Lo stesso aspro confronto sul fisco all'interno della maggioranza che sostiene il Governo sembra prescindere da una decisione strategica che è stata già presa (il Pd si è astenuto) e che, pena il salto nel politicamente ridicolo, non può essere derubricata a rango di pacco-dono alla Lega Nord. Ma se non si è scherzato, allora colpisce che il confronto sui modi per velocizzare la ripresa (serve subito un choc da abbassamento della pressione fiscale o è meglio procedere con più prudenza per vitare contraccolpi su deficit e debito pubblici) e le guerriglie in Parlamento e tra i ministri non facciano riferimento al federalismo fiscale. Così come resta in penombra un problema ad esso direttamente collegato quale è il nuovo Codice delle autonomie, la cui approvazione definitiva da parte del Governo si attende per dopomani.
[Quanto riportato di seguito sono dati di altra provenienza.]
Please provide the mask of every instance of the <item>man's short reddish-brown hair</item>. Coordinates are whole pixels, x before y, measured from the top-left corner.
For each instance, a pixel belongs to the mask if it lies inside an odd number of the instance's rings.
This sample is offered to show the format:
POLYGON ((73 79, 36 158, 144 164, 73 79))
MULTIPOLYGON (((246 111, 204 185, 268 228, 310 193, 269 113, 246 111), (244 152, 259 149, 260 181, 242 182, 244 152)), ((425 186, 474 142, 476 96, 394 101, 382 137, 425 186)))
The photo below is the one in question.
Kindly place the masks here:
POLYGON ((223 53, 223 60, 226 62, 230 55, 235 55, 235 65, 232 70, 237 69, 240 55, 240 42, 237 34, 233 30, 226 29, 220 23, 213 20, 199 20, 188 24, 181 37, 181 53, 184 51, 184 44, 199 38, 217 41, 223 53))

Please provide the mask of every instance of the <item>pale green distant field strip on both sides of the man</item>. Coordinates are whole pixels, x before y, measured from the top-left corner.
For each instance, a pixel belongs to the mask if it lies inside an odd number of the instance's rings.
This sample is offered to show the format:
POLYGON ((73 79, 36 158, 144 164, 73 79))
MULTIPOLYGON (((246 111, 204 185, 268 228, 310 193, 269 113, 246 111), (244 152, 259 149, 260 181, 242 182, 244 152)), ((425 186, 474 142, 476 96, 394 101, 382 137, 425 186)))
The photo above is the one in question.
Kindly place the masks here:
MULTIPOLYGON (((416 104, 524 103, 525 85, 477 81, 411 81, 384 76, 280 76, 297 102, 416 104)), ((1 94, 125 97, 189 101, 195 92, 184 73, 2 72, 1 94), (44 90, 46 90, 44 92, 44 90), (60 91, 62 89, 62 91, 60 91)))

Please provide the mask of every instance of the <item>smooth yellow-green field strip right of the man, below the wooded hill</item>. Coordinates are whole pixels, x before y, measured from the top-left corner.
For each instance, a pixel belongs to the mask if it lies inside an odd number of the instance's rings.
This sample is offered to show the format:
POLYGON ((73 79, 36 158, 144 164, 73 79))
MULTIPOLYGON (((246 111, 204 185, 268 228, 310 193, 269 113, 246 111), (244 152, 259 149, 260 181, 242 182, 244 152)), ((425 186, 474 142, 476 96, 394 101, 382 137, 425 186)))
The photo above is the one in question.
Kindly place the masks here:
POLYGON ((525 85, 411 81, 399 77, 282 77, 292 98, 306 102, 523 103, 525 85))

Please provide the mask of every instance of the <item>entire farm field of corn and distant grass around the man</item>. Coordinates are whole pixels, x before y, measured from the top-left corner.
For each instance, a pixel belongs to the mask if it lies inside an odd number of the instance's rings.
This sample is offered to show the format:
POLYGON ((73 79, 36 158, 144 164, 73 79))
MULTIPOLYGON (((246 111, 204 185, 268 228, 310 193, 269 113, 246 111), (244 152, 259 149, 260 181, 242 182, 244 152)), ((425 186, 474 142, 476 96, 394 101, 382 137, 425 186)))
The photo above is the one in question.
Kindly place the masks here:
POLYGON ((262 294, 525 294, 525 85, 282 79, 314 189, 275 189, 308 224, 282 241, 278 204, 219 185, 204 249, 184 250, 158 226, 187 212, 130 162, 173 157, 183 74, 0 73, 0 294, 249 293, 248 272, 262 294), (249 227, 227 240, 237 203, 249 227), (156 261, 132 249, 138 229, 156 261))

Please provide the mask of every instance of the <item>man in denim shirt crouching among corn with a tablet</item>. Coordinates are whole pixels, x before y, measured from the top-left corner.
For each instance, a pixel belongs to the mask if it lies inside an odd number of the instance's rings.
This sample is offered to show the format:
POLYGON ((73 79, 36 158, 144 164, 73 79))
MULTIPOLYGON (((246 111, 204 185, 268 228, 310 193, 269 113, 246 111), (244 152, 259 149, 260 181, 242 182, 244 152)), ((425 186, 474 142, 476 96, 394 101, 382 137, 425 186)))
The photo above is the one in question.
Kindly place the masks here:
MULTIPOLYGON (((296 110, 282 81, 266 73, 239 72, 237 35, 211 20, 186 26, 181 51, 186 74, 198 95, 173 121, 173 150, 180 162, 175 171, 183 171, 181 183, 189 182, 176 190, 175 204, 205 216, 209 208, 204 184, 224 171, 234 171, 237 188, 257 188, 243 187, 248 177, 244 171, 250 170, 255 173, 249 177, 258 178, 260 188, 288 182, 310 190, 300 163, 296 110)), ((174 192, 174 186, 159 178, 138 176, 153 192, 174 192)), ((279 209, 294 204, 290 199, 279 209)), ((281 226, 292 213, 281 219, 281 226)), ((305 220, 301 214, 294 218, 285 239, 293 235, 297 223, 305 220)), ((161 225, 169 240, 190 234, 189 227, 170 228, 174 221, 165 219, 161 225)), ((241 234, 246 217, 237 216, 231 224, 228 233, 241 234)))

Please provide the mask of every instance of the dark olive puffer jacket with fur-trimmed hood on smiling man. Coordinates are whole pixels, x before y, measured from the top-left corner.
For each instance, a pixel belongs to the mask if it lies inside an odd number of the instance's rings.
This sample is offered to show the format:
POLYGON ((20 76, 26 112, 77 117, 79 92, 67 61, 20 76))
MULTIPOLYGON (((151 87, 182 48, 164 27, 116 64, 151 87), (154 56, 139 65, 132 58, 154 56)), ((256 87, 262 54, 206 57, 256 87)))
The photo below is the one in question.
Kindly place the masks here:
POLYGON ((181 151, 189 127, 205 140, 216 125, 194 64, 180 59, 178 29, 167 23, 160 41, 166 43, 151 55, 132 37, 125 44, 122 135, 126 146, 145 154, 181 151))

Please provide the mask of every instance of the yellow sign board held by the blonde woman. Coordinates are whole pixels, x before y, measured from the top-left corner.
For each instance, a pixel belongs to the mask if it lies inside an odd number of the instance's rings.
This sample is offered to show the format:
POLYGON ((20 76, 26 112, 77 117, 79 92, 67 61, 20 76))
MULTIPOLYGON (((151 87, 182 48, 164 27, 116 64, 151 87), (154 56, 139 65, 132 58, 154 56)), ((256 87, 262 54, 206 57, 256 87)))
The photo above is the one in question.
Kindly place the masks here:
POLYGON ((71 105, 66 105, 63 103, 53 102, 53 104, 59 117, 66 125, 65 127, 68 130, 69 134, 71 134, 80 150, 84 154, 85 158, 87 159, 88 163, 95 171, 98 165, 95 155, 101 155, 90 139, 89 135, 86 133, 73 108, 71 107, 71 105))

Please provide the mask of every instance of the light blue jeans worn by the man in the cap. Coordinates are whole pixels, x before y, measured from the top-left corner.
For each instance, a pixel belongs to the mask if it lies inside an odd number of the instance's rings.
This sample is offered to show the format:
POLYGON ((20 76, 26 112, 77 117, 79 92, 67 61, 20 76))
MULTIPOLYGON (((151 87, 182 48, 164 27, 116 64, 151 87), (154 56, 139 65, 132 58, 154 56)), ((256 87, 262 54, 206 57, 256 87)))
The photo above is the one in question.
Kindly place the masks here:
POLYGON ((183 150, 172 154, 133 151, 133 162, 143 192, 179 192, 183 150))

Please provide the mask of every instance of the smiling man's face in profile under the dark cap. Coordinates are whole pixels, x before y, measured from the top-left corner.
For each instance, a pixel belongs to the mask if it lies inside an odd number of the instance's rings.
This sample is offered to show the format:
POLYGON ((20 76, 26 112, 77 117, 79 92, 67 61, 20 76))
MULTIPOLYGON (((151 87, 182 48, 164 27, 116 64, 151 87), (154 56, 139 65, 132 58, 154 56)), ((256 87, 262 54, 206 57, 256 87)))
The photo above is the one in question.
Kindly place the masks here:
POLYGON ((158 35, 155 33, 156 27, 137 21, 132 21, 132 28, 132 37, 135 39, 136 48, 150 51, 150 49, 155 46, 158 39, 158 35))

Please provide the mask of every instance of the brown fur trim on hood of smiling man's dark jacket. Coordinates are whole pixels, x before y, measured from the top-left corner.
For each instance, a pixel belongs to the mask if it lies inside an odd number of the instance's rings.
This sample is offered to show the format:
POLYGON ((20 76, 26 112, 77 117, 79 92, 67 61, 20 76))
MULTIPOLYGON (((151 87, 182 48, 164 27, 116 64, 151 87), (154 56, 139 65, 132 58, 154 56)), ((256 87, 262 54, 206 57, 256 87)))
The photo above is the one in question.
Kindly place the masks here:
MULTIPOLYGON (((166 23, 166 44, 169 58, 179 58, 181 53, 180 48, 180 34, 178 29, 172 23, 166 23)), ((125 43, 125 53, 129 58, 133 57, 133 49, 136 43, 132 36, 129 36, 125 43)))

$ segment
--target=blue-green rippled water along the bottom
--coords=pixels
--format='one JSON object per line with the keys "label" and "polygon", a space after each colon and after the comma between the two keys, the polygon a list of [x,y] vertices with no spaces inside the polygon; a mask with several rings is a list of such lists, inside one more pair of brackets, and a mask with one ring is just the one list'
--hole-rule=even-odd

Certo, a tenere banco sono i problemi della giustizia. Ma sullo sfondo quelli della politica economica non sono da meno. E dalle aspettative sul gettito derivante dall'operazione-scudo ai nodi del federalismo fiscale abbiamo oggi sul tavolo più domande che certezze. Ben sapendo, però, che l'abbassamento strutturale della pressione fiscale passa proprio dalla "madre di tutte le riforme" e dalla fine della finanza derivata fondata sul criterio della spesa storica, che verrà sostituita gradualmente dal criterio del fabbisogno standard.
Il calendario dice che tutti i decreti legislativi di attuazione del federalismo saranno emanati entro maggio 2011, che entro giugno 2010 dovrà essere pronta la relazione tecnica sull'impatto della riforma e che già tra dicembre 2009 e gennaio 2010 i primi decreti sull'armonizzazione dei bilanci contabili e sul federalismo demaniale (trasferimento di beni ai soggetti sul territorio) dovranno essere in pista. Nel frattempo, c'è da attendersi subito battaglia sul Codice delle autonomie, il quale prevede una forte razionalizzazione delle competenze ed un taglio di circa 30mila enti intermedi.
Sulla carta la riforma federalista prevede che (a regime) si riduca la spesa pubblica, che il passaggio al nuovo sistema «non debba produrre aggravi nel carico fiscale» per i cittadini, che alla maggiore autonomia impositiva di Regioni ed enti locali corrisponda una riduzione dell'imposizione fiscale statale, che si dovranno evitare duplicazioni di funzioni e costi aggiuntivi.
Bella scommessa. A fronte della quale, anche nel caso di fallimento parziale, non ci sarà per esempio possibilità di abolire anche tra qualche anno una tassa odiosa come l'Irap. E deve insegnarci qualcosa il caso francese, dove l'addio graduale allo stato centralista si è tradotto tra il 1980 ed 2006 in una quintuplicazione della spesa statale e nella triplicazione di quella degli enti locali.
Al cospetto della "madre di tutte le riforme", i bracci di ferro tra i ministri e tra i parlamentari che si accapigliano per aumentare questa o quella voce di spesa fanno sorridere. O piangere, a seconda dei gusti.